Sometimes a column dries out unintentionally, either because the mobile phase ran out and air was pumped through the column or because the endfittings were not air-tight during long-term storage. This can happen to any column, stainless steel or glass, if the plugs are not tightened or if air inadvertently is pumped into the column during use. It is easier to detect dehydration in glass columns because the dry packing will appear to pull away from the the column walls. This condition can be remedied by using the following procedure:

  1. Connect the column to your LC system in reverse flow direction.
  2. Make sure not to connect the column to the detector during this procedure.
  3. Pump a filtered mobile phase of 20% methanol in distilled, deionized water through the column at half of the recommended maximum flow rate. Use 60% methanol in case of reversed phase columns.
  4. Continue this procedure until you are confident that the column has been rehydrated. Rehydration can take several hours, depending on the column size.
  5. Connect the column to your LC system in normal flow direction.
  6. Equilibrate with your normal mobile phase.
  7. Perform the recommended QC tests to ensure that the column is performing properly.
 

TOYOPEARL and TSKgel Resins

With the exception of some affinity resins, TOYOPEARL and TSKgel resins were designed to withstand sanitization conditions commonly used in large scale manufacturing.

General Resin Cleaning Regimen

A general use cleaning procedure is as follows: 3- 5CV of 0.1 - 0.5 mol/L sodium hydroxide, followed by 3 - 5 CV of 0.5-1 mol/L sodium chloride before column equilibration. TOYOPEARL and TSKgel resins can withstand caustic for well up to 8 hrs at a time. Be sure to operate at reasonable flow rates to avoid over pressuring as the resin will swell in the presence of base. Maximum pressure limit for TOYOPEARL resins is 3 bar (45 psi) and for TSKgel resins is 20 bar (300 psi).

Removing Protein

In some cases, protein may be tightly bound to the resin.
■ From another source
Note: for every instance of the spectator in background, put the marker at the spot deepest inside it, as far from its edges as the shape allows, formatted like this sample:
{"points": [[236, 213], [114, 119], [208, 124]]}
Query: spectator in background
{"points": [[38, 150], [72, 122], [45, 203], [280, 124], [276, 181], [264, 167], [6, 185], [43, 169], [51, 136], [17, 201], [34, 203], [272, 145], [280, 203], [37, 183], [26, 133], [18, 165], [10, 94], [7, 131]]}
  • In cases where protein is bound ionically, follow the hydroxide wash with 5 CV of water then 3 - 5 CV of 0.1  -0.5 mol/L hydrochloric acid before washing with salt.
  • In cases where protein is bound hydrophobically to either HIC or SEC resin, wash the resin with 3 - 5CV of water, followed by 3 - 5 CV of 20% methanol or acetonitrile. Rinse with 3-5 CV of water before following the general use cleaning procedure.

Cleaning Affinity Resins

In regards to the affinity resins, the AF-Chelate resin may be cleaned following the general use cleaning procedure while the more ligand sensitive resins should be cleaned with any combination of salt, chaotrope (Urea/ Guanidine HCl), or detergents (Triton/ Tween). In extreme cases of tightly bound protein, the AF Heparin may be cleaned with 2 CV of 0.5 mol/L sodium hydroxide as a last resort.